I also want women to know that there are other signs of breast cancer than simply feeling a lump. I had breast cancer for some time before it was detected. We know this because, looking back, there were symptoms.

What I did feel was exhaustion. I was tired. My body was, after all waging a war, fighting. I also had night sweats. And when I say night sweats, I mean waking up completely soaked, drenched kind of night sweats.

I brought these concerns to my primary care physician and he told me that I was probably going into early menopause. I didn’t really trust this, in my gut, I thought it had to be something else. Still, not in my wildest dreams did I think it was breast cancer. But, about six months later, in a mammogram, I found out the real reason why I was so tired and having night sweats.

I say this here because I want everyone to know what my primary care physician did not know: that night sweats and exhaustion can be signs of breast cancer. My doctor dismissed these symptoms as being attributable to “hormonal changes”. I had Estrogen and Progesterone responsive breast cancer. So there definitely was something hormonal going on. But, my doctor never looked into any other possibility. My oncologist tells me that these were very common signs of estrogen responsive breast cancer.

We trust our doctors, or at least we want to. I knew in my gut that my doctor’s explanation of my night sweats and being tired was wrong. In fact, he told me to take supplements that would have actually increased the estrogen in my body (thinking that my symptoms were from a drop in estrogen). I would imagine a simple blood test could detect hormone levels . . . at least I would think. But, none of that was done. I didn’t take those supplements (fortunately – because increasing estrogen levels would only have fed the cancer I already had at that time). But, I also did not trust my gut enough to seek out another doctor. And I didn’t know I had dense breast tissue, and I didn’t know that night sweats could be a sign of breast cancer. And, unfortunately, my doctor did not know either. (By the way, I have a new primary care physician).

I have spoken to so many women lately who have either put off having a mammogram (have never had one yet and they are years past 40) or that they just haven’t had one in a few years. And, in further talking with these women, not a single one knew whether they had dense breast tissue.

There is legislation being contemplated to make it a requirement that patients are informed as to whether they have dense breast tissue. This would go a long way to better detection, earlier detection and hopefully prevention (if a person knew that they had dense breast tissue, then perhaps extra precautions could be taken to help prevent breast cancer. And, it would be a basis for patients getting better imaging – a breast MRI, for example, rather than relying on a mammogram that may not detect cancer in a patient with dense breast tissue until it has spread farther, become bigger, become more visible).

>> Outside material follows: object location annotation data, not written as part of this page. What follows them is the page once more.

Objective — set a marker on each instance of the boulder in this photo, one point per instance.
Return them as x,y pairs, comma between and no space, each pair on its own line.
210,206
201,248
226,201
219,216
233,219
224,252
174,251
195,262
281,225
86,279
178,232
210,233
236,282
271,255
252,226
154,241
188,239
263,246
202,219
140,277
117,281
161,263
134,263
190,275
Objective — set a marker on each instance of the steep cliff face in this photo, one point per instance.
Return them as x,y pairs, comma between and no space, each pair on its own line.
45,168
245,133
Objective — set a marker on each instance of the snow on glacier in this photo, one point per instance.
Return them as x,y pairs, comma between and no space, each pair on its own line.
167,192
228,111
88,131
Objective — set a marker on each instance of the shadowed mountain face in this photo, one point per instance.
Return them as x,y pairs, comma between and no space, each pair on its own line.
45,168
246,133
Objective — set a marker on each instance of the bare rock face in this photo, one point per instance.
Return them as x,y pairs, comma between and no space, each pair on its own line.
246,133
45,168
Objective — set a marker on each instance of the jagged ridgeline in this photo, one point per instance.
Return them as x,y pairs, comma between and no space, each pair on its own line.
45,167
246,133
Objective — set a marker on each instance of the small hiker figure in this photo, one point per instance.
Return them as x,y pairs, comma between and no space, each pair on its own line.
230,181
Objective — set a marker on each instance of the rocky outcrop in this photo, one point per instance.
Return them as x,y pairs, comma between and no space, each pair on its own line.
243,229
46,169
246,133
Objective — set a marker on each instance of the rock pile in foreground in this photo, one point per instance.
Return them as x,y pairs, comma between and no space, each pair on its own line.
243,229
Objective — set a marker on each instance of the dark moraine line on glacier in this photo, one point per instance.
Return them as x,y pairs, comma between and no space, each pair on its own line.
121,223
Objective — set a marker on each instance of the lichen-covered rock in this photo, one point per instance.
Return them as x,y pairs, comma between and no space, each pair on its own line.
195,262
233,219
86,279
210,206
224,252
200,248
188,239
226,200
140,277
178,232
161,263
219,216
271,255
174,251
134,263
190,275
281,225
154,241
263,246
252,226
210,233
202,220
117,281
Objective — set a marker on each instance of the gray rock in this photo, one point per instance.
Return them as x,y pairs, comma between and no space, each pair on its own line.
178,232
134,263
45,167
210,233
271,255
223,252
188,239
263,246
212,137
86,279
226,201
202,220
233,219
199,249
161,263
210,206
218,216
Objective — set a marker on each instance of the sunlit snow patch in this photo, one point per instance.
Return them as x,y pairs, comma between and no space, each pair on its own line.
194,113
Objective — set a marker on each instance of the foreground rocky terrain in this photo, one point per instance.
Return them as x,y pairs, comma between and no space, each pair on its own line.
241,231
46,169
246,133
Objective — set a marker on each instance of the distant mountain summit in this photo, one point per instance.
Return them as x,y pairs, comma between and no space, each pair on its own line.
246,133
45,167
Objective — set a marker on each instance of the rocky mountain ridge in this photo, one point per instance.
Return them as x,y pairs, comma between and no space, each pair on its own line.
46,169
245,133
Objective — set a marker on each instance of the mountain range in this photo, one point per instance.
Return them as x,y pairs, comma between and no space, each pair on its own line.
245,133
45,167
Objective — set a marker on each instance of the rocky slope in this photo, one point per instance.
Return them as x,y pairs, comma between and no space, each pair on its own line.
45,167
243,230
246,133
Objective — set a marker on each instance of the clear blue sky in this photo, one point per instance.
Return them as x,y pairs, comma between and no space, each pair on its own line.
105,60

So, get a mammogram and when you do, ask the radiologist whether you have dense breast tissue or not. And be aware of your body, trust your instincts and if you think your doctor’s explanation of something is not right, then go see another doctor.

Well, it is now already tomorrow (this post has taken me into the next day). So I am hours from spending a chunk of my day back where all of this started. Hopefully all news will be good.

I appreciate your prayers and/or positive thoughts coming my way.